Dark matter is an invisible, unknown thing in the universe that adds extra gravity not attributable to normal matter. Galaxies, including the Milky Way, are saturated and surrounded by this mysterious stuff, giving more speed to the galactic rotation and more gravity to attract, hold on to, and eventually devour satellite galaxies.
Based on models of the Milky Way’s dark matter, astronomers expect the galaxy should have far more dwarf galaxy satellites than have been found so far. That doesn’t necessarily mean those galaxies aren’t out there, and scientists are leaving no cosmic stone unturned in their quest to find them in the darkness.
Dark matter models also give us pretty detailed predictions about how many satellite galaxies we can expect to find in specific places. And this is where Virgo III and Sextans II pose a problem.
Homma and his colleagues used data from the Hyper Suprime-Cam (HSC) Subaru Strategic Program (SSP) to study a patch of space in search of Milky Way satellite galaxies. According to dark matter models, there should be about four dwarf galaxy satellites in that patch of sky.
The two new galaxies bring the total in that region to nine. Even before their discovery, the number of satellites there was too high to explain.
Nor is the problem solved by moving things around – for example, excluding the classical dwarf galaxy Sextans or using a different model to predict the number of satellites we should see.
The best model currently predicts that there should be about 220 dwarf galaxies orbiting the Milky Way. If the distribution found in the HSC-SSP footprint is extrapolated to the rest of the space around our galaxy, that total would actually be closer to 500 satellites.
However, it is possible that the HSC-SSP footprint contains a higher concentration of satellites than the average region of space.

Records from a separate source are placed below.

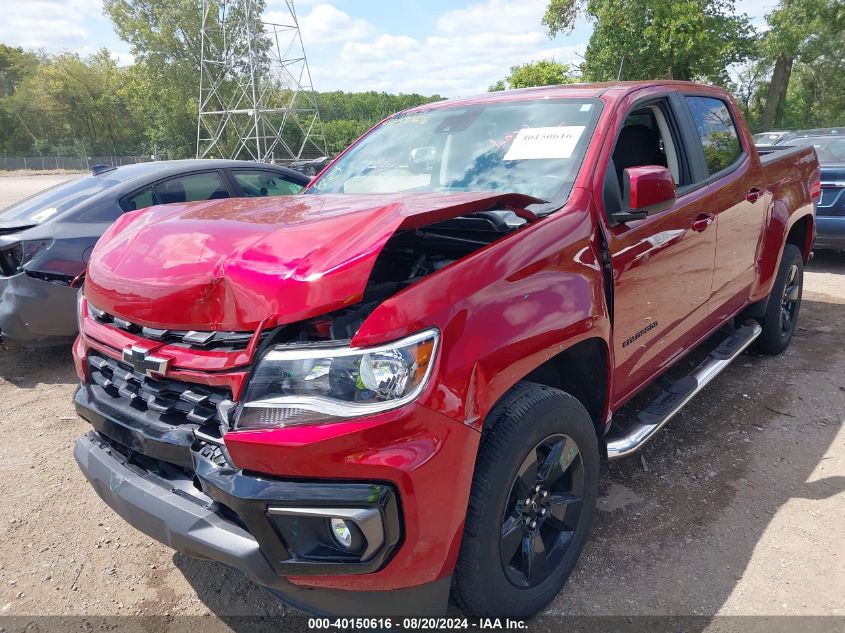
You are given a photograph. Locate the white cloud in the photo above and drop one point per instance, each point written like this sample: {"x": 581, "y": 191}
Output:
{"x": 471, "y": 48}
{"x": 47, "y": 24}
{"x": 326, "y": 23}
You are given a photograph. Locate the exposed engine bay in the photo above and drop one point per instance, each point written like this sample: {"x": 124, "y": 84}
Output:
{"x": 407, "y": 258}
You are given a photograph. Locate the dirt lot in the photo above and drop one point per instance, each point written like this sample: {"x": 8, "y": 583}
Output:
{"x": 14, "y": 186}
{"x": 736, "y": 508}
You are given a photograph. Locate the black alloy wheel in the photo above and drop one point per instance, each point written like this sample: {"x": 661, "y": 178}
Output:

The only way to tell if this is the case is to continue looking at other parts of the sky and count the dwarf galaxies we find there.
“The next step is to use a more powerful telescope that captures a wider view of the sky,” said astronomer Masashi Chiba of Tohoku University. “Next year, the Vera C. Rubin Observatory in Chile will be used to achieve that goal. I hope that many new satellite galaxies will be discovered.”
The research was published in the Publications of the Astronomical Society of Japan.